Viel politische Aufregung um eine aktuelle Meldung aus dem US-Repräsentantenhaus: Die US-Parlamentskammer hat am Mittwoch Sanktionen verhängt gegen viele der an dem umstrittenen Gasleitungsprojekt "Nordstream 2" beteiligten Unternehmen. Die Pipeline soll direkt von Russland durch die Ostsee nach Deutschland führen.
Für den Journalisten Friedrich Küppersbusch ist diese Reaktion ein weiterer Beleg für die amerikanische Sichtweise, sich durchaus auch auf anderen Kontinenten in die Wirtschaftskreisläufe einzumischen.

"Abhängigkeit ist ein großes Wort"

Dies geschehe allerdings auch aus einem guten Grund: "Es ist schwer, das nur als ein wirtschaftspolitisches Thema zu sehen: Dann wäre die Debatte schnell vorbei. Die Amerikaner, insbesondere die Trump-Administration, argumentieren, Deutschland werde sich hier in Abhängigkeit von Russland begeben."
Doch müsse man bei diesem Argument ein wenig genauer über den Stellenwert von Erdgas auf dem deutschen Energiemarkt sprechen, so Küppersbusch: "Gas als Energieträger auf dem deutschen Markt - 20 Prozent, davon weniger als die Hälfte russisches Gas. Es gibt also andere Anbieter. Norwegen ist nur einer. Das mit der Abhängigkeit ist ein großes Wort."
Aber wenn man dann fragt, ob es den Amerikanern eher um sich selbst als Anbieter von Gas geht, dann spreche man im Zusammenhang mit diesen Sanktionen über Politik als verlängertem Arm amerikanischer Fracking-Gas-Anbieter.

Streit um die Deutung der Armutsfakten

Außerdem: Der aktuelle Armutsbericht des Paritätischen Gesamtverbandes stellt zum ersten Mal seit Jahren einen leichten Rückgang der Armut fest. Die Spaltung zwischen Regionen und Bundesländern vertieft sich aber weiter. Längst verläuft sie nicht mehr zwischen Ost und West.
Küppersbusch betont mit Ironie, dass die positive Nachricht über die Armut offenbar sei, dass die Armut nun endlich weitergezogen sei:
"Was mich wirklich bestürzt ist, dass das Ruhrgebiet der Ausreißer nach unten ist - bundesweit: Vielleicht sollten wir jetzt sagen: 'Behaltet doch den Soli und nehmt das Ruhrgebiet als neues Bundesland dazu."
Eigentlich könne man angesichts des positiven Trends in den ostdeutschen Bundesländern aber doch sagen: "Wir haben gelernt, dass es den fünf jüngeren Bundesländern besser geht." Gegen solche Einsichten aber spreche: "Ein Merkmal all dieser politischen Debatten ist eben mörderische Ungeduld."

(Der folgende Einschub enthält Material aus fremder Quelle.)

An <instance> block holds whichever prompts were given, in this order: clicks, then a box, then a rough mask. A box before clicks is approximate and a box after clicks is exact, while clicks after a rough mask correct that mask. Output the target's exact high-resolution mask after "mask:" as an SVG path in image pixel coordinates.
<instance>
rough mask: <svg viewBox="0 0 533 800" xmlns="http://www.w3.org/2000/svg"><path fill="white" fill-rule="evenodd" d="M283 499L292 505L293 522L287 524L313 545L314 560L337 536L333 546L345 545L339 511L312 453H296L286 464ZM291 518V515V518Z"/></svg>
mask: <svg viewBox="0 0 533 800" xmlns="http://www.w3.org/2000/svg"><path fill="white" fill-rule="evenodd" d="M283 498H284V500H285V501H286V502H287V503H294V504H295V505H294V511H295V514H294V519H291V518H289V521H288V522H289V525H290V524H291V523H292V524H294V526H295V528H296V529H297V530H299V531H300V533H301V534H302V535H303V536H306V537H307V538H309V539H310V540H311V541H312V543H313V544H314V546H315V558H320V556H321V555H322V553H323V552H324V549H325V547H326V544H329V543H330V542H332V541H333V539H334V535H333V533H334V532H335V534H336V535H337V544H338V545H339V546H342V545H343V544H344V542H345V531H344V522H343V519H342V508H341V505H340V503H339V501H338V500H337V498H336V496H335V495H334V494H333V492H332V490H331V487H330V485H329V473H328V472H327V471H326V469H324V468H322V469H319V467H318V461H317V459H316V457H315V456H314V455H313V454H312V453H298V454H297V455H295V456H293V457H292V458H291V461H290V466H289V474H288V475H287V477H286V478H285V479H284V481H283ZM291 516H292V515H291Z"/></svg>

Weitere Themen der Sendung

Ein weiteres Tagesthema ist der Auftakt des Untersuchungsausschusses zur gescheiterten Pkw-Maut: Das Gremium soll vor allem das umstrittene Vorgehen von Verkehrsminister Andreas Scheuer durchleuchten. Doch Scheuer streitet hier jedes Versäumnis oder Fehlverhalten ab. Wie groß sind die Chancen, ihm nachzuweisen, dass er millionenschwere Risiken zulasten der Steuerzahler eingegangen ist, die er hätte vermeiden können? Und natürlich kann sich Küppersbusch noch sehr genau an die Zeit erinnern, als in der alten Bundesrepublik der Nato-Doppelbeschluss diskutiert wurde und das Land zu teilen schien.

Friedrich Küppersbusch, geboren 1961 in Velbert bei Düsseldorf, ist Journalist, Moderator und Produzent. Seit 1987 arbeitete er als Autor für die WDR-Politiksendung ZAK, die er später auch moderierte. Dafür erhielt er 1991 den Adolf-Grimme-Preis. Die Moderationen aus ZAK sind 1997 als Buch erschienen. Von 2000 bis 2006 produzierte Küppersbusch die n-tv-Sendung "Maischberger". Seit 2003 schreibt er die Interview-Kolumne "Wie geht es uns, Herr Küppersbusch?" für die taz.